Q1. Scenario: You are optimizing delivery routes. The cost function C(x) = x^2 - 4x + 5 represents fuel cost as a function of speed x (in km/h). Find the speed that minimizes fuel cost using derivative.
Take derivative: C'(x) = 2x - 4. Set to zero: 2x - 4 = 0 → x = 2 km/h. Second derivative C''(x)=2 > 0, so it's a minimum. The derivative tells the rate of change of cost with speed; at optimum, the rate is zero. This is classic optimization in machine learning (gradient descent).
Q2. Scenario: In a temperature model, the position of a moving sensor is s(t)=t^3 - 6t^2 + 9t+2 meters. Find when the velocity is zero and determine if it's accelerating or decelerating at those times.
Velocity v(t)=s'(t)=3t^2-12t+9 = 0 → t=1 and t=3. Acceleration a(t)=s''(t)=6t-12. At t=1, a=-6 (decelerating); at t=3, a=+6 (accelerating). This shows how derivatives describe motion; neural networks use similar concepts of gradients to update weights.

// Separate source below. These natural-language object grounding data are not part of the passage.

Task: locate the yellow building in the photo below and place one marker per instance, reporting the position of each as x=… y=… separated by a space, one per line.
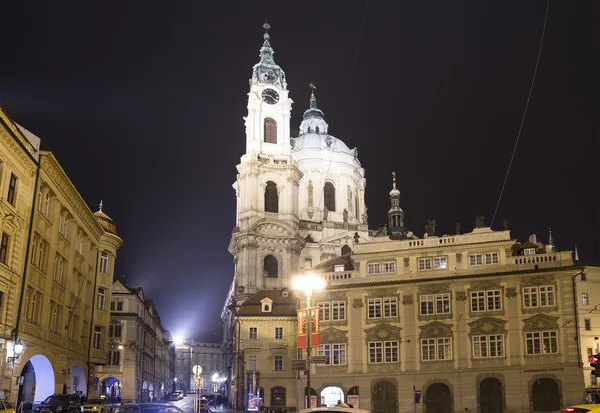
x=60 y=271
x=265 y=332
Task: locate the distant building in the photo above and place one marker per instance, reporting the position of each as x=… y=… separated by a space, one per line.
x=209 y=356
x=56 y=268
x=141 y=356
x=473 y=321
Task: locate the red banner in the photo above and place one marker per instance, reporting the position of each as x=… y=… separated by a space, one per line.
x=314 y=324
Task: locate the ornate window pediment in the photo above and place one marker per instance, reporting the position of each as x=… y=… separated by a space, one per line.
x=487 y=325
x=543 y=279
x=382 y=332
x=435 y=330
x=540 y=322
x=333 y=335
x=434 y=288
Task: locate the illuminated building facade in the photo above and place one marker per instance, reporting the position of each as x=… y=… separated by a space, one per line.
x=58 y=266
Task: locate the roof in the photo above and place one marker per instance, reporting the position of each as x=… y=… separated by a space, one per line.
x=281 y=306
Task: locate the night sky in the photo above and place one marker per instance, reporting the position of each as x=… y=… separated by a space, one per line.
x=142 y=103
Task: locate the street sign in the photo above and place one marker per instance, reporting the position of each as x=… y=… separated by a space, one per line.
x=298 y=365
x=318 y=359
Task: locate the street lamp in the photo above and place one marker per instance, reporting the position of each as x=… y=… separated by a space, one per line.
x=308 y=283
x=17 y=350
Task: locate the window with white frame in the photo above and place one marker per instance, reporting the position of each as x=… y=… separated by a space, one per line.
x=385 y=267
x=334 y=353
x=278 y=363
x=541 y=342
x=542 y=296
x=98 y=337
x=383 y=352
x=332 y=311
x=435 y=304
x=436 y=349
x=101 y=298
x=488 y=346
x=489 y=300
x=104 y=262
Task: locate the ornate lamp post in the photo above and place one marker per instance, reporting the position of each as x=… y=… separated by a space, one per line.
x=308 y=283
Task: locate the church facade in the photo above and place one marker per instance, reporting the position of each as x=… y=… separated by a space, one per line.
x=474 y=321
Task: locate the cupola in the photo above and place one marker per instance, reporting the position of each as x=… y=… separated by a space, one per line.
x=105 y=221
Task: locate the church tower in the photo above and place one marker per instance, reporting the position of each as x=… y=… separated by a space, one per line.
x=265 y=242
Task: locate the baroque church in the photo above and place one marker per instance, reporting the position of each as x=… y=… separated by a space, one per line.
x=300 y=200
x=472 y=321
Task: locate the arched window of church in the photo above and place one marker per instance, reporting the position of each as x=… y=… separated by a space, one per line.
x=270 y=267
x=271 y=198
x=329 y=193
x=270 y=130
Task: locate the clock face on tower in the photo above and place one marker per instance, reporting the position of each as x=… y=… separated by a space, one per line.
x=270 y=96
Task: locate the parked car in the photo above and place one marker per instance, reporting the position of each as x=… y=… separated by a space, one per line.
x=148 y=408
x=96 y=406
x=6 y=407
x=60 y=403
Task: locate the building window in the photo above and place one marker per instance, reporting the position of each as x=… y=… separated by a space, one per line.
x=278 y=363
x=12 y=189
x=101 y=298
x=435 y=304
x=486 y=300
x=488 y=346
x=383 y=352
x=114 y=358
x=47 y=205
x=104 y=262
x=436 y=349
x=334 y=353
x=542 y=296
x=270 y=130
x=270 y=267
x=97 y=337
x=386 y=267
x=278 y=333
x=251 y=363
x=4 y=248
x=541 y=342
x=271 y=198
x=329 y=194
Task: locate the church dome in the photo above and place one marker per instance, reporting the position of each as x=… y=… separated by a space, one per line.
x=105 y=221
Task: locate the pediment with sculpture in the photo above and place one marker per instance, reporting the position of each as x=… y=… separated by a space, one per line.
x=333 y=335
x=382 y=332
x=540 y=322
x=487 y=325
x=435 y=330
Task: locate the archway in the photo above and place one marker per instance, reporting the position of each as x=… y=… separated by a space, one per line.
x=383 y=397
x=545 y=395
x=438 y=399
x=37 y=380
x=491 y=397
x=111 y=389
x=78 y=381
x=331 y=395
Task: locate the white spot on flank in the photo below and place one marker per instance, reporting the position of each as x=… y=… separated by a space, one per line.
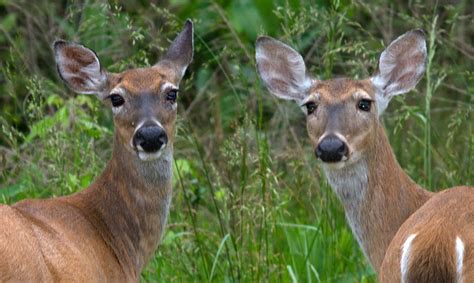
x=405 y=254
x=459 y=258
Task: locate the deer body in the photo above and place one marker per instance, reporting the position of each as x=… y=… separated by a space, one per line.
x=109 y=231
x=376 y=199
x=387 y=212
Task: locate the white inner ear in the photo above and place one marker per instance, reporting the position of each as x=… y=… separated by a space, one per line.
x=292 y=83
x=394 y=65
x=91 y=74
x=381 y=99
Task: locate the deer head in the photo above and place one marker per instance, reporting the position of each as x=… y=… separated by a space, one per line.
x=143 y=100
x=341 y=113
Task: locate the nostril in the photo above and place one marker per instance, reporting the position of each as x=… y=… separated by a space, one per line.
x=150 y=139
x=342 y=150
x=331 y=149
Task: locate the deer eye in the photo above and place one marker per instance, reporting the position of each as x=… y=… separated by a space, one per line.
x=364 y=105
x=172 y=95
x=117 y=100
x=310 y=107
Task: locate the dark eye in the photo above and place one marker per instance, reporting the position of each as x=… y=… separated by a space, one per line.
x=364 y=105
x=172 y=95
x=310 y=107
x=117 y=100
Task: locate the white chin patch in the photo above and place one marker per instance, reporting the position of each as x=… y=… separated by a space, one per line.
x=150 y=156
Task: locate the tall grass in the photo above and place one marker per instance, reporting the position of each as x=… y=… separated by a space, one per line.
x=250 y=203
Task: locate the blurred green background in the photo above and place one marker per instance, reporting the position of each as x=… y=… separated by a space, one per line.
x=250 y=202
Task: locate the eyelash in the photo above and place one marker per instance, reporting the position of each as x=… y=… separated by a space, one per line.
x=172 y=95
x=311 y=107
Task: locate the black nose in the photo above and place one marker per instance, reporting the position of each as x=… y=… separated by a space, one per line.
x=150 y=138
x=331 y=149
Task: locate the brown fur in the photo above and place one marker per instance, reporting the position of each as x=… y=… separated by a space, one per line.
x=447 y=215
x=378 y=196
x=109 y=231
x=391 y=195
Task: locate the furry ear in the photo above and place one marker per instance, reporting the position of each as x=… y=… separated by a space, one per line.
x=180 y=53
x=282 y=69
x=79 y=67
x=401 y=66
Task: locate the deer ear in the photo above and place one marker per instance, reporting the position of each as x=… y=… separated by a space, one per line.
x=79 y=67
x=180 y=53
x=282 y=69
x=401 y=66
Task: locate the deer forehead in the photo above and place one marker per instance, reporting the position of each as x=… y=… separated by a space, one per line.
x=145 y=80
x=342 y=89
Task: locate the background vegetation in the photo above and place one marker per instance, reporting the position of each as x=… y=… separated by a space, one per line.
x=250 y=202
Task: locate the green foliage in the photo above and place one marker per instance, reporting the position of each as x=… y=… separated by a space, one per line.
x=250 y=203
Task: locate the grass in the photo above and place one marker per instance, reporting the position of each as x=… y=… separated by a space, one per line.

Q3. Scenario: You have a function f(x)=e^x representing compound interest. What is the instantaneous rate of change at x=0? Why is this special?
f'(x)=e^x, so at x=0, f'(0)=1. The derivative equals the function value at every point. In machine learning, the sigmoid and softmax derivatives are used for backpropagation. The exponential function appears in probability distributions (softmax) and its derivative is essential for gradient calculations.
Q4. Scenario: In a physics model, the potential energy is U(x) = x^4 - 4x^2. Find the equilibrium points (where force F = -dU/dx = 0) and classify them as stable or unstable.
dU/dx = 4x^3 - 8x = 4x(x^2-2)=0 → x=0, ±√2. Second derivative: d2U/dx2 = 12x^2-8. At x=0 -> -8 (unstable maximum), at x=±√2 -> 16 (stable minima). Optimization in machine learning seeks minima of cost functions; second derivatives inform curvature and convergence speed (Newton's method).
Q5. Scenario: A company's profit is P(q) = -0.5q^2 + 20q - 50 (q in thousands). What quantity maximizes profit? What is the maximum profit?
P'(q)= -q+20=0 → q=20 thousand units. Maximum profit = P(20)= -0.5(400)+400-50= -200+350=150 thousand dollars. This linear quadratic optimization is analogous to training linear regression with squared error loss, where the derivative gives the normal equation solution.